I got engaged at 21, married at 22, and am now a little over two years into marriage. The idea that 20-somethings are too young, and therefore too immature or incapable, for marriage is simply false. I didn’t feel like a child bride when I said “I do” because I didn’t expect my husband and I to have it all figured out right away.
Mainstream culture would have my generation believe that your 20s are not meant for making lifelong commitments. Marriage is only for real adults, and adulthood is something we can simply opt out of. Instead, your 20s are a time to explore your dating options and galavant around the world while hustling in your early career. Then, maybe one day, you can begin to think about settling down once you have your life together.
Getting married young and building a life with my husband has been the most rewarding part of my 20s so far. I said “yes” to an exciting new chapter of my 20s with a man who will still be there to experience my 30s, 40s, 50s, and so on with me.
No one should get married young just for the sake of marrying young. Who you marry is one of the most important decisions you will make in life. Your spouse should be someone that shares your faith and has demonstrated a consistently good character. However, choosing to delay marriage for the sake of delaying adult responsibility is not wisdom; it’s shortsightedness.
Your 20s are not a trial run. Real life doesn’t wait for us to reach full maturity. You will pay the dividends for the choices you make in your 20s later on in life. Whether single or in a serious relationship, it is critical to spend this decade wisely.
Olivia Rodrigo’s “child bride” joke paints marriage as the end of individuality and freedom. To be sure, marriage requires giving up the type of “freedom” pop culture says you should pursue in your 20s—spending your time and money how you want, engaging in hookup culture, or even moving in with a boyfriend or girlfriend without the real commitment of wedding vows.
But the freedom I have found in marriage is so much better than spending my 20s in the kind of toxic, low-commitment relationships Olivia Rodrigo sings about in her songs.
Getting married in my early 20s has given me greater confidence, brought meaningful friendships into my life, and motivated me to grow professionally.
Ironically, those who fear being “tied down” to one person fail to recognize the confidence that comes in being known intimately by someone who has promised to always be there the next morning. When I got engaged, I was excited to spend my life with a man I enjoyed being around. Little did I know how much marriage would deepen our friendship.
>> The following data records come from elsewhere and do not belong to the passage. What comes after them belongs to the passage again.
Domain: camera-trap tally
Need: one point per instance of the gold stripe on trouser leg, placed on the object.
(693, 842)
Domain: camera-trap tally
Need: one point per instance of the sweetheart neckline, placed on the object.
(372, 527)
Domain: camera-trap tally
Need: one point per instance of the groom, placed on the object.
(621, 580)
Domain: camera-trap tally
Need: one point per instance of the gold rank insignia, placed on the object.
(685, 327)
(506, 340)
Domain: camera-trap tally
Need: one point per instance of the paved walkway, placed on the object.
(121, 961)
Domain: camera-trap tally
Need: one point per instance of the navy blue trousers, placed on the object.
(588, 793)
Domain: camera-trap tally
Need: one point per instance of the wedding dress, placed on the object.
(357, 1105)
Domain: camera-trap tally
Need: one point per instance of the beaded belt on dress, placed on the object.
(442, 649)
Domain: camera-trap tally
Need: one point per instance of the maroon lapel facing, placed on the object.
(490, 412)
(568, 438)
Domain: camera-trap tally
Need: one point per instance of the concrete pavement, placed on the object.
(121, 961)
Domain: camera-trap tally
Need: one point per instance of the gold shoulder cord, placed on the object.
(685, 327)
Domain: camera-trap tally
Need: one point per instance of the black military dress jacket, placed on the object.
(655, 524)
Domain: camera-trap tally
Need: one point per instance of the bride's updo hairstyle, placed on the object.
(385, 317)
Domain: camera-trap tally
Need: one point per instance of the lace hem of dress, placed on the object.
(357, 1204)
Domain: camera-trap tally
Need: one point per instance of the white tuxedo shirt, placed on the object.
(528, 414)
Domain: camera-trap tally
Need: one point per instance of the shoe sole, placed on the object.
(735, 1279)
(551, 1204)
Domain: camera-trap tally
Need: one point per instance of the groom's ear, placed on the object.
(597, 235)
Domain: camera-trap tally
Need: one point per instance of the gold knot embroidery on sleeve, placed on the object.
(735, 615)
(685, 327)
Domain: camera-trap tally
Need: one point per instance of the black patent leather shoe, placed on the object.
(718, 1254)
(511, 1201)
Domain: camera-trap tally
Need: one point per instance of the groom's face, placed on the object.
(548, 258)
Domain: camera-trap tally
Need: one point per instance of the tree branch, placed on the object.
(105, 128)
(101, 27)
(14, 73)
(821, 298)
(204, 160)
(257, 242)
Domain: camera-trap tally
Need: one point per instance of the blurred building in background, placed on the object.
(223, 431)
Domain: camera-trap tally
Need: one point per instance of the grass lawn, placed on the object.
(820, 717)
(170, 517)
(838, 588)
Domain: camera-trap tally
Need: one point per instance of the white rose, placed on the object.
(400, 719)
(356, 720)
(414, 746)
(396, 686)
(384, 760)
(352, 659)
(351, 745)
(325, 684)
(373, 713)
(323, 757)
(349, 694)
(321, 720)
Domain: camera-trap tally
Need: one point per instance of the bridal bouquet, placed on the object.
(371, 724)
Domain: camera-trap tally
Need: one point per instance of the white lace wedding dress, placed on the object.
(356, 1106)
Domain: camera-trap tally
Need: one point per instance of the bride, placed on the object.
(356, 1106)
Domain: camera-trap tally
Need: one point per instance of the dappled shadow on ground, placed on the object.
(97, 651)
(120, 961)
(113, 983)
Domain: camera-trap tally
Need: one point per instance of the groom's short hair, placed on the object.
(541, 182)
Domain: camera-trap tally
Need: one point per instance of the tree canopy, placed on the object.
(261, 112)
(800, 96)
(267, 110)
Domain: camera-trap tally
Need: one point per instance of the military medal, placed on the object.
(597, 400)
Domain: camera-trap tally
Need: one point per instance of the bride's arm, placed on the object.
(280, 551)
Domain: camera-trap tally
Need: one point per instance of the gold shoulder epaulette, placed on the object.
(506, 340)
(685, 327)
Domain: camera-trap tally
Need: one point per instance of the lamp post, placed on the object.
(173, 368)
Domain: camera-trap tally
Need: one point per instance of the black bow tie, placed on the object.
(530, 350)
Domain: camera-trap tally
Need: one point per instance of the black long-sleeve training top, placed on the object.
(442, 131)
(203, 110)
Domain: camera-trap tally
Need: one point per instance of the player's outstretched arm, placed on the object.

A healthy marriage builds confidence. My husband and I are free to be completely ourselves with each other because we are confident in the sacred vows we made at the altar.
Marriage has also brought new friends into my life and deepened the friendships I already had before getting married. My husband’s friends have welcomed me, and my friends and family have made the effort to know and care for him, too. Marriage has taught me the importance of quality over quantity when it comes to relationships. I’ve come to value the time it takes to invest in another person, and so as my husband and I build community together, I’m more intentional about where and who I spend my time with.
Contrary to the fears of many young women, being married young has not been an obstacle to my career. In fact, my husband has motivated me to grow professionally as we navigate each of our early careers. Having a loving husband to come home to has provided me stability, duty, and contentment apart from work. And being married while still in our 20s has meant we get to experience milestones like buying a house, getting promotions, and building our finances together.
If we want better for young adults, we have to reframe the way we think about our 20s when talking about marriage. No one has it all together when they say “I do.” Marriage requires sacrifice at any stage of life. While I am still in my early adult years, I am so glad I didn’t let the fear of missing out in my 20s keep me from pursuing marriage.
Emily A. has worked in the conservative movement since college. She now lives in the Washington, D.C. area with her husband.